I have a delimited file that has errors when it was dumped to a flat file. Multiple records where wrapped and the overflow was saved as a new line.
Table A
has dimensionsn x 25
- Every record is enclosed by
"
- Some records split into 3 lines of 8, 17 and 3 columns.
Visuals for better understanding what I'm trying to explain:
"|A|B|C|D|E|F|...|X|Y|"
[1] "|1|2|3|2|1|1|...|4|1|"
[2] "|2|3|4|4|5|1|...|0|0|"
[3] "|8|7|6|7|...
[4] |7|9|1|....
[5] |2|3|7|"
Notice what should've been TableA[3] is now split into rows 3 through 5 and only rows 3 and 5 are quoted.
I've used read_delim from the package readr
with the following parameters
##Attempt 1
read_delim("data/TableA.txt",delim = "|",col_names = T)
## Strangely resulting in an nx1 table, without any parsing done.
##Attempt 2
read_delim("data/TableA.txt",delim = "|",col_names = T,quote="")
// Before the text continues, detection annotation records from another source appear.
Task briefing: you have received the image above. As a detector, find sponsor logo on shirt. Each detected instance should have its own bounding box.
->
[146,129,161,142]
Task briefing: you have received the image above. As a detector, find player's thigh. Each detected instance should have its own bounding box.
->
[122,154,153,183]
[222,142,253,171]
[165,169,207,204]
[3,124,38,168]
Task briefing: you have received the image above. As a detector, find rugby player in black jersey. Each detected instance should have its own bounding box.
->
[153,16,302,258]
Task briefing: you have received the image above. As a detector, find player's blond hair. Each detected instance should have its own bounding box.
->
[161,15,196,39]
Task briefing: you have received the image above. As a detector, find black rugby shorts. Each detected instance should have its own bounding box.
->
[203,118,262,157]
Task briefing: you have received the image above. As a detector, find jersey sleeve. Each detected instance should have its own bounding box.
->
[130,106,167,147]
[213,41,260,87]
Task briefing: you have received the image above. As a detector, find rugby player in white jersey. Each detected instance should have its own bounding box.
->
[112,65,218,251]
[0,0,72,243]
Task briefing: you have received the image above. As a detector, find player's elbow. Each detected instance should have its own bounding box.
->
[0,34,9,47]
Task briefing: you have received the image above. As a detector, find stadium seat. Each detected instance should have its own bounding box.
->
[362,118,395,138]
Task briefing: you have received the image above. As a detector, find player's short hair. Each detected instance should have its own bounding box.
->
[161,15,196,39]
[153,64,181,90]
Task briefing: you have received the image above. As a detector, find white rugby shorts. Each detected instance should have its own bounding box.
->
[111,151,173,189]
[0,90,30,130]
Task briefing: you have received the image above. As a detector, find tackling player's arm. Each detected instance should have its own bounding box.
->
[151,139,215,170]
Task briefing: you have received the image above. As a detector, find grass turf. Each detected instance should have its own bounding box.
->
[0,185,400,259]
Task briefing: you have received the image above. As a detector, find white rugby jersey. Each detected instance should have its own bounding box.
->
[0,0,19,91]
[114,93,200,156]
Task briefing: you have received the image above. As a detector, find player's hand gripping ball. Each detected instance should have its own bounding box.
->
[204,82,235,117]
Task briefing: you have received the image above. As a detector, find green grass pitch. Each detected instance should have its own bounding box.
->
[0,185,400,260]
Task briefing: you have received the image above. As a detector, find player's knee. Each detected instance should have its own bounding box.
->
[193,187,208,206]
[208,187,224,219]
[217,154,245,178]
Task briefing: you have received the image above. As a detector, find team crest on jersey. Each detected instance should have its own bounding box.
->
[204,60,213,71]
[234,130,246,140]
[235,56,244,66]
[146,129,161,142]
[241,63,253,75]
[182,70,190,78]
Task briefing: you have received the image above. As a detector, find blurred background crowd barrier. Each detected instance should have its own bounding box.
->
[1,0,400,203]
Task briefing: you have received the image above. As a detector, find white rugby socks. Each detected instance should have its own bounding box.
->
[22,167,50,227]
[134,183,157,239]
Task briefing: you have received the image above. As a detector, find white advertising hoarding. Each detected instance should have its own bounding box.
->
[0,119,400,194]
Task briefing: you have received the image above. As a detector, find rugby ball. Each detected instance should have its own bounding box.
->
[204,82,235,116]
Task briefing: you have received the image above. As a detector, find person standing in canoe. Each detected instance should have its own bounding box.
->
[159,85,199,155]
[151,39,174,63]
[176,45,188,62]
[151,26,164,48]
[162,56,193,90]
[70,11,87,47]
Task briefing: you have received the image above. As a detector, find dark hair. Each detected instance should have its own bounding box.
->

## Results in a parsed nx25 tibble like this:
\"A B C D E F ... X Y\"
\"1 2 3 2 1 1 ... 4 1\"
\"2 3 4 4 5 1 ... 0 0\"
\"8 7 6 7
7 9 1
2 3 7\" "
problems(TableA) ##outputs:
# A tibble: 6 x 5
row col expected actual file
<int> <chr> <chr> <chr> <chr>
1 26 NA 26 columns 8 columns 'data/TableA.txt'
2 27 NA 26 columns 17 columns 'data/TableA.txt'
3 28 NA 26 columns 3 columns 'data/TableA.txt'
4 160 NA 26 columns 8 columns 'data/TableA.txt'
5 161 NA 26 columns 17 columns 'data/TableA.txt'
6 162 NA 26 columns 3 columns 'data/TableA.txt'
Note the q-marks at the start and end of the first and last variable names respectively and the same for its values. When i tried quote='"'
or quote="\""
got back the same results as Attempt 1
.
I would like to know if there's a way to solve this by parametrizing
readr::read_delim
correctly
EDIT:
This is the output for dput(readLines("data/TableA.txt"))
I "hashed" some of the data for privacy reasons.
Element 1 and 5 are correct in form. 2 -> 4 present the problem as described.
c("\"8x9|x|x|x|x|x|x|47|SDPA|Colmados|COMERCIAL||||||Unknown|Unknown|Unknown|HAINA|SANTO DOMINGO|||47|809|x\"",
"\"8x9|x|x|x|SECUNDARIO|x|x|15",
"|SDPA|x|||x||0x2xx8|xxx6|Unknown|Unknown|Unknown|xS|SxxGO|||15",
"|8x9|xx4\"", "\"809|3xx00|xx|Sxx|PRINCIPAL|DISTRITO NACIONAL|xxxx|86|SDPA|Bexxs|COMERCIAL||vexsxxcom|www.axx.do|00x54|1xx-7|$0 - $5M|0 - 25|$0 - $500K|LOxS|Santo Domingo|||86|8xx9|33xx0\""
)